O Brasil prepara um arsenal de medidas contra as tarifas dos EUA, com destaque para a possível suspensão de patentes e royalties. Entenda a Lei de Reciprocidade Econômica, sancionada em abril, e o impacto dessa cartada audaciosa nas relações bilaterais e na economia global.
A escalada de tensões comerciais entre Brasil e Estados Unidos tem levado o governo brasileiro a mapear e considerar um conjunto de medidas retaliatórias que podem redefinir a dinâmica das relações bilaterais. Em pauta, um “arsenal” de contramedidas que vai além das tradicionais sobretaxas de importação, mirando diretamente em direitos de propriedade intelectual.

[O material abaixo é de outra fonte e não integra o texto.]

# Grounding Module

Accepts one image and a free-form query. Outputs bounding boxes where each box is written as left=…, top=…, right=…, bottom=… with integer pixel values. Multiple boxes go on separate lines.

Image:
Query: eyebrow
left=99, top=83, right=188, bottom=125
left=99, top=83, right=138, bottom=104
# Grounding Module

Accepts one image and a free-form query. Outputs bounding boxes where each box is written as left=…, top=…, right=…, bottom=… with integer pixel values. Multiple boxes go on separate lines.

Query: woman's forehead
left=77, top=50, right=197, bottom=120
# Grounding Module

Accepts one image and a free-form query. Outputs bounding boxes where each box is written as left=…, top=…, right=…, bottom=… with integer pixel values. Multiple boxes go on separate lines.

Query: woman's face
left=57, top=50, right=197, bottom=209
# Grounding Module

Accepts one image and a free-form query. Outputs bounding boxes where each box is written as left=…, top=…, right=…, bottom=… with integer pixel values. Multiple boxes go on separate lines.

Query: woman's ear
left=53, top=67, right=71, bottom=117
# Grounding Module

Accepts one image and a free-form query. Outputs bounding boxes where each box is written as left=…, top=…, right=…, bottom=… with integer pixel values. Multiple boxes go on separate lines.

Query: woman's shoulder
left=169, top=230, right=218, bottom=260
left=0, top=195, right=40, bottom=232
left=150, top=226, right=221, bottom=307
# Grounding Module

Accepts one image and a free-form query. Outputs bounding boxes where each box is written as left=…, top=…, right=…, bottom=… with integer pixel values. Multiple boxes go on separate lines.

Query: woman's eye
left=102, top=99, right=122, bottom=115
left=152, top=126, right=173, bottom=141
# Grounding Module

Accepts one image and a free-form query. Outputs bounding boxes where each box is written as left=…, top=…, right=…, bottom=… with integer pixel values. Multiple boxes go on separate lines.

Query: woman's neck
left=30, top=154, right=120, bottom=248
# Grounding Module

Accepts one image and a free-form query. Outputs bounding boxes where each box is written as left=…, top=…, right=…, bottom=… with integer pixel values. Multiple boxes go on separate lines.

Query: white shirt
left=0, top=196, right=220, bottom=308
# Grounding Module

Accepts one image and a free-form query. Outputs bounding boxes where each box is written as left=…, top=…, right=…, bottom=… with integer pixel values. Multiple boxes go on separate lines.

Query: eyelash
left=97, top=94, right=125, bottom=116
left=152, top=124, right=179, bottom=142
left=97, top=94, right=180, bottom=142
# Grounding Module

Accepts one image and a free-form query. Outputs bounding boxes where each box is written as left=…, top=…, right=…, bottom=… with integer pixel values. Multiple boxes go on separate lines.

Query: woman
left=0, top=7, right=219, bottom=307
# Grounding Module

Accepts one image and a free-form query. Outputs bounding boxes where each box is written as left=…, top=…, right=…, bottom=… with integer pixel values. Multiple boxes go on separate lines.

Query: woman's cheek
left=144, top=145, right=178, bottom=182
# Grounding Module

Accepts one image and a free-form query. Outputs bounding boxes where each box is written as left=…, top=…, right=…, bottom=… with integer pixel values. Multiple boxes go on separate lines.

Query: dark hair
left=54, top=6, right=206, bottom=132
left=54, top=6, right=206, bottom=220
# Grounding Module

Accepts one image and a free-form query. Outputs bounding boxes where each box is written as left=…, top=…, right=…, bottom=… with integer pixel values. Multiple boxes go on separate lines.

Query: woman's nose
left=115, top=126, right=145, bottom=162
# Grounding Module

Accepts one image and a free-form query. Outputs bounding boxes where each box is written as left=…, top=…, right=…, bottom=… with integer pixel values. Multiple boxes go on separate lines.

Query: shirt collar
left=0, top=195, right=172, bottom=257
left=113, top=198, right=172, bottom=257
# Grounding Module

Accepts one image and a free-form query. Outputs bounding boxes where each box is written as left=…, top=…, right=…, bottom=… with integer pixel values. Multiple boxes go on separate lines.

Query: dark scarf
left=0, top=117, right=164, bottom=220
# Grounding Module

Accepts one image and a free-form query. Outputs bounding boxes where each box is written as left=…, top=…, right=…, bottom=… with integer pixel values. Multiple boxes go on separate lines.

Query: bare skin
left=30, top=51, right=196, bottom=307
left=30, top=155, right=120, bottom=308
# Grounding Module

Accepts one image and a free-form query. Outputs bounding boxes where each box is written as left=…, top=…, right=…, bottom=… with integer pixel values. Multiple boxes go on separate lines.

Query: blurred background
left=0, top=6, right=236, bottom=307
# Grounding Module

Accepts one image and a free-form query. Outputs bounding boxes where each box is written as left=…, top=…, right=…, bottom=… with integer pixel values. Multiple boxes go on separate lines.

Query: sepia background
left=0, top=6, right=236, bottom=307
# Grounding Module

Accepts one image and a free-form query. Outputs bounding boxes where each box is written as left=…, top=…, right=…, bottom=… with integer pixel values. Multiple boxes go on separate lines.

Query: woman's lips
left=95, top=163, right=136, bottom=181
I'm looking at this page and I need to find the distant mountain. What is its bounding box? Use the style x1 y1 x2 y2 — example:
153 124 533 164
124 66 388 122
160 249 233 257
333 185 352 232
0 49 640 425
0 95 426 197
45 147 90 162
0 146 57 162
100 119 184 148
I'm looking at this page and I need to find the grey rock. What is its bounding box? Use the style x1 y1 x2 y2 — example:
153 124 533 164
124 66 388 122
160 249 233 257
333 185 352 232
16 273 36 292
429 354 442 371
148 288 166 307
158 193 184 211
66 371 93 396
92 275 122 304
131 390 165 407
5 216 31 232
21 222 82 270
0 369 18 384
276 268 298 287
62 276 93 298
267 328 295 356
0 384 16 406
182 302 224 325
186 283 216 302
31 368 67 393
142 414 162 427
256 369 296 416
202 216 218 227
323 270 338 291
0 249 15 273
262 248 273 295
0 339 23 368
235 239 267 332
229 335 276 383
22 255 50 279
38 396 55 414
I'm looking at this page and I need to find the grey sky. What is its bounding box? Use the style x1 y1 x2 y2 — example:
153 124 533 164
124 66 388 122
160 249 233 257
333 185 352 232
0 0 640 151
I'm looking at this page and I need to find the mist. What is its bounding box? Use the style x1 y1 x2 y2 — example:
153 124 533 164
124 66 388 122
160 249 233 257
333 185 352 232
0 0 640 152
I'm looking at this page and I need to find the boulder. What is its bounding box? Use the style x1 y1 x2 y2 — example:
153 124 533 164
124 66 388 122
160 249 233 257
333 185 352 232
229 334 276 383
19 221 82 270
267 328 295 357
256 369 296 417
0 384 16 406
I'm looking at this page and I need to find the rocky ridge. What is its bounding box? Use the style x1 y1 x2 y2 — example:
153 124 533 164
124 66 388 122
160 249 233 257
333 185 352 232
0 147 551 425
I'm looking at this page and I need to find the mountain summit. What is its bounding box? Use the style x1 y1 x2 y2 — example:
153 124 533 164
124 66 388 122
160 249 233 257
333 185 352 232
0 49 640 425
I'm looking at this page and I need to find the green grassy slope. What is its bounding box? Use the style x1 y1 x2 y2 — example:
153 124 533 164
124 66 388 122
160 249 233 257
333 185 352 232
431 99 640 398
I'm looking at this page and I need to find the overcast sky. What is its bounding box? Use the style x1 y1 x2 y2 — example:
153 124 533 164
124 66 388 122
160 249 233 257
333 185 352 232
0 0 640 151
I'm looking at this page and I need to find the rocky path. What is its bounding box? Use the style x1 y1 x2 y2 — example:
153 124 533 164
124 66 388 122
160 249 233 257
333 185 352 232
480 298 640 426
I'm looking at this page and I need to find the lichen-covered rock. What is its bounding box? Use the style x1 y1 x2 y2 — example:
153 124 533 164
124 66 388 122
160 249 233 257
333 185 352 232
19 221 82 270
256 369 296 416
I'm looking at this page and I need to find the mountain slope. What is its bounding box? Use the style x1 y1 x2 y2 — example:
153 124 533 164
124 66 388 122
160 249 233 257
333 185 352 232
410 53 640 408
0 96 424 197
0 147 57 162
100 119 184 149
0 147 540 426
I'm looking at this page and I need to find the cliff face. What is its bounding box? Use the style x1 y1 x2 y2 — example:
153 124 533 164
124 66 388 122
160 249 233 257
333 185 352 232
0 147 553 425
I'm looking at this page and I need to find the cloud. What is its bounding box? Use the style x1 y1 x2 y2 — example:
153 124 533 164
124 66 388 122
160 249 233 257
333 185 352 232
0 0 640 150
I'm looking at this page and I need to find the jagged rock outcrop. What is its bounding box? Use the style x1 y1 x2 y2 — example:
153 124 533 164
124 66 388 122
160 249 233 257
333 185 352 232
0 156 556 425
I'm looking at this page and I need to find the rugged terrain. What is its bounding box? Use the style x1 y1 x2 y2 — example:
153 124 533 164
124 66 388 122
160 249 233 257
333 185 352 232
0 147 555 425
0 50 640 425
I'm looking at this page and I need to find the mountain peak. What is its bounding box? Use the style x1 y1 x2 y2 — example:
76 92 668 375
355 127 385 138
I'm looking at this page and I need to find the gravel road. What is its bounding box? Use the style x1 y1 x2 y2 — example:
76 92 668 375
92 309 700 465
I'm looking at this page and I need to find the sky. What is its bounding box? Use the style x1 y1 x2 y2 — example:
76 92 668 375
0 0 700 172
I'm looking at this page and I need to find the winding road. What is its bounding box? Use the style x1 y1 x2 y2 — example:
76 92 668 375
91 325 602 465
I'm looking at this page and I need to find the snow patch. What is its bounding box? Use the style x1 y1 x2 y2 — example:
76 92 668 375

O Contexto da Disputa e a Busca por Medidas Eficazes
A decisão de formular um plano de retaliação surge em resposta às tarifas recíprocas anunciadas por Donald Trump, um movimento que ligou o sinal de alerta em Brasília. Inicialmente, o Brasil foi tarifado com a alíquota mínima de 10%, mas a apreensão com uma possível intensificação das medidas protecionistas americanas impulsionou o Ministério do Desenvolvimento, Indústria, Comércio e Serviços (MDIC) a elaborar um inventário de ações.
Estudos internos do MDIC revelaram que a aplicação de sobretaxas genéricas sobre produtos americanos importados pelo Brasil poderia se converter em um “tiro no pé” para a indústria nacional. Grande parte da pauta de importações dos EUA é composta por bens intermediários, essenciais para o processo produtivo das empresas brasileiras. Aumentar as tarifas sobre esses insumos encareceria a produção doméstica, tornando-a menos competitiva. Além disso, a imposição de sobretaxas em bens de consumo finais de origem americana teria impacto limitado, dado o baixo volume de compras brasileiras nesse segmento.
A Cartada da Propriedade Intelectual
Diante desse cenário, a suspensão de direitos de propriedade intelectual emerge como uma das alternativas mais eficazes e estratégicas. Esta medida envolveria:
- Patentes de medicamentos: Permitindo a produção de genéricos e impactando significativamente o lucrativo setor farmacêutico americano.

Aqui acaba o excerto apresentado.